But in response to a court order that it swiftly process those pages in response to a Freedom of Information Act, or FOIA, lawsuit filed by the New York Times, OMB delivered a terse letter saying it would not turn over any of the 40 pages of e-mails — not even with redactions.

“All 20 documents are being withheld in full,” wrote Dionne Hardy, the office’s Freedom of Information Act officer.

The information act request sought e-mail messages between Robert Blair, a top aide to Trump’s acting chief of staff, Mick Mulvaney, and Michael Duffey, an OMB official who was in charge of handling the process for releasing $391 million in weapons and security assistance Congress had appropriated to help Ukraine resist Russian aggression.

In her letter, Hardy cited exemptions to the Freedom of Information Act for correspondence involving the president’s staff and internal policy deliberations, suggesting that the disclosure of this material would “inhibit the frank and candid exchange of views that is necessary for effective government decision-making.”

David McCraw, a lawyer for the Times, said the newspaper would challenge the blanket withholding of the documents and would ask the judge overseeing the lawsuit, Judge Amy Berman Jackson, to approve an expedited schedule for briefs and arguments given the urgent public interest in learning more about the dispute.

The Trump administration’s move to withhold all the e-mails in full is a step beyond its heavy censorship of a related set of e-mails it released in response to another FOIA lawsuit brought by the Center for Public Integrity.

The documents released to the center consisted of about 300 pages of e-mails between OMB and the Pentagon about the Ukraine aid package. While the officially released version was heavily redacted — and the center is contesting the censorship in further litigation — the visible portions showed, among other things, that Pentagon officials had worried that holding the funds could be an illegal impoundment.

A report Thursday by the legal policy website Just Security added fuel to the controversy by revealing what was under some, but not all, of the deletions.

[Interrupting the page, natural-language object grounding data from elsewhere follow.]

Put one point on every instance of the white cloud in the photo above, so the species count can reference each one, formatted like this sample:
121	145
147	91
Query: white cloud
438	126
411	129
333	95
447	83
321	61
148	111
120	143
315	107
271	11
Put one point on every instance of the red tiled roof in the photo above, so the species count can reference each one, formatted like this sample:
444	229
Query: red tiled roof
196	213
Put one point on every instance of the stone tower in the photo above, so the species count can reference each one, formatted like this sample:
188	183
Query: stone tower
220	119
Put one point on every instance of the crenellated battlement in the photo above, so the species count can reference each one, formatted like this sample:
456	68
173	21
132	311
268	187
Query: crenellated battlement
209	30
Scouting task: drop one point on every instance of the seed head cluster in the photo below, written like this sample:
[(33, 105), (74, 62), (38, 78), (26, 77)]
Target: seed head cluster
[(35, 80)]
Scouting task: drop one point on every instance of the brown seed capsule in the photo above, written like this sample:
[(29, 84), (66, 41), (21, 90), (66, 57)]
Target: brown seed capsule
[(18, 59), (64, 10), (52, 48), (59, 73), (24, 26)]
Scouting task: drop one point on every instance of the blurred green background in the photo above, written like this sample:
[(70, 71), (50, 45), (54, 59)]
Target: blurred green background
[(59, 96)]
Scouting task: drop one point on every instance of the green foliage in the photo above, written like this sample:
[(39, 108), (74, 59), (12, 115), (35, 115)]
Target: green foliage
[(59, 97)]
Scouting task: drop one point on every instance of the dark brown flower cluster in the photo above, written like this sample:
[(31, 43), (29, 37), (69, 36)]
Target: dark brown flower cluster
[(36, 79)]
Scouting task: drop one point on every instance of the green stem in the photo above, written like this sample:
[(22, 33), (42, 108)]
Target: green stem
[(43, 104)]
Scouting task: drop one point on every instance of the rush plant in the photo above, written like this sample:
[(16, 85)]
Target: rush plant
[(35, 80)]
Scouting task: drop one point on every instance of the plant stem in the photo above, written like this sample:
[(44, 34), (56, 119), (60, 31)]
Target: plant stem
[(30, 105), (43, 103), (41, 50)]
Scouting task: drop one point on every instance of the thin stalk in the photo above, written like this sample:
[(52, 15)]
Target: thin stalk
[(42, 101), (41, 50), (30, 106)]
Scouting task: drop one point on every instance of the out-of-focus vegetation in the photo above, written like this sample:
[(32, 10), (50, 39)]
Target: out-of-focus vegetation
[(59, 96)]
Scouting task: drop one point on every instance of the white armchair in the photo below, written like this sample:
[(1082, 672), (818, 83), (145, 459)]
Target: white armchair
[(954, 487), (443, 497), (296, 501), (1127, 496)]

The website said it had been shown some of the e-mails in unredacted form, including an Aug. 30 message from Duffey to a Pentagon budget official stating that there was “clear direction from POTUS” — an acronym referring to the president of the United States — “to continue to hold” the Ukraine military aid.

The Times separately reported last week that Blair warned Mulvaney to “expect Congress to become unhinged” if the White House went ahead with the hold on the aid.